Pocos días antes de pasarme por Nueva York a que Rocío Crusset me diera una vuelta por la ciudad en la que vive, el maestro Andrés Amorós me alertó de este singular y monumental compendio de arte. «Sería imperdonable que te acercaras por Central Park y no entraras en casa de Frick. Es la media hora más placentera de Nueva York».

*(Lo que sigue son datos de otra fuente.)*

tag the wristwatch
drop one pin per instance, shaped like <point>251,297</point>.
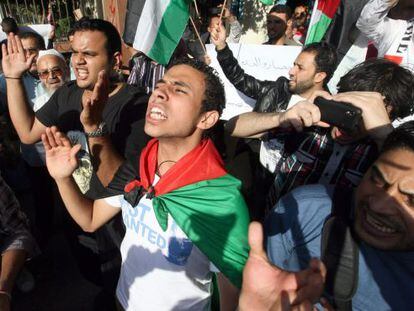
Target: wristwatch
<point>101,131</point>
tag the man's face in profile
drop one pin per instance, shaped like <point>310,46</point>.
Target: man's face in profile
<point>276,25</point>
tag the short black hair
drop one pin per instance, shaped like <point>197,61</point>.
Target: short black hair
<point>40,42</point>
<point>9,25</point>
<point>325,58</point>
<point>281,8</point>
<point>113,39</point>
<point>401,138</point>
<point>214,94</point>
<point>394,82</point>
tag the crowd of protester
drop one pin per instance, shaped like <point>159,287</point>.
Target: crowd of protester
<point>134,168</point>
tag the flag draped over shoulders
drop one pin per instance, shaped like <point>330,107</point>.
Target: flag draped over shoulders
<point>155,27</point>
<point>203,200</point>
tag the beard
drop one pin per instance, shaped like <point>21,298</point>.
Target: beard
<point>301,87</point>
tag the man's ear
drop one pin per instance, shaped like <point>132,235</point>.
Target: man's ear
<point>208,120</point>
<point>319,77</point>
<point>117,60</point>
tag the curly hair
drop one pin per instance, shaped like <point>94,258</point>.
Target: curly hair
<point>113,39</point>
<point>214,94</point>
<point>394,82</point>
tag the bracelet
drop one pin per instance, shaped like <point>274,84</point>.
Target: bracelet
<point>7,294</point>
<point>14,78</point>
<point>101,131</point>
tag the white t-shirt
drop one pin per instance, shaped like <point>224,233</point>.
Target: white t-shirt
<point>160,270</point>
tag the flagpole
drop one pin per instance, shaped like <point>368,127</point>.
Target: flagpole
<point>196,8</point>
<point>222,9</point>
<point>198,35</point>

¿Y qué puede uno contemplar en The Frick Collection?: obras maestras de grandes genios de la pintura y, en menor medida, de la escultura. Son varias estancias aprovechando la estructura de la casa señorial en la que vivió aquella familia acorde a la época que les correspondió. Minucias: un par de Goyas, un Murillo, un Velázquez, tres Rembrandt, tres Vermeer (de los apenas treinta que se conservan), un par de obras de El Greco, Tiziano, Van Eyck, Manet, Monet, Degas, Renoir, Bellini, Constable, Gainsborough, Rubens, Veronés… Retratos y, en menor medida, paisajes. El Velázquez, situado en privilegiado lugar, es un retrato de Felipe IV hecho durante la campaña para echar a los franceses de Lérida y es, evidentemente, portentoso. Como lo es asimismo cada ambiente dedicado a albergar colecciones enteras que Frick fue comprando poco a poco, en función de aquello que tuviera a tiro y sin preocuparse en exceso por el dinero. Es un paseo delicioso por un tiempo de Nueva York, principios de siglo pasado, totalmente vigoroso antes de que llegara la Gran Depresión del 29. Si piensa pasar algunas horas en Manhattan, no deje de seguir el consejo de Amorós y, en menor medida, de este humilde paseante.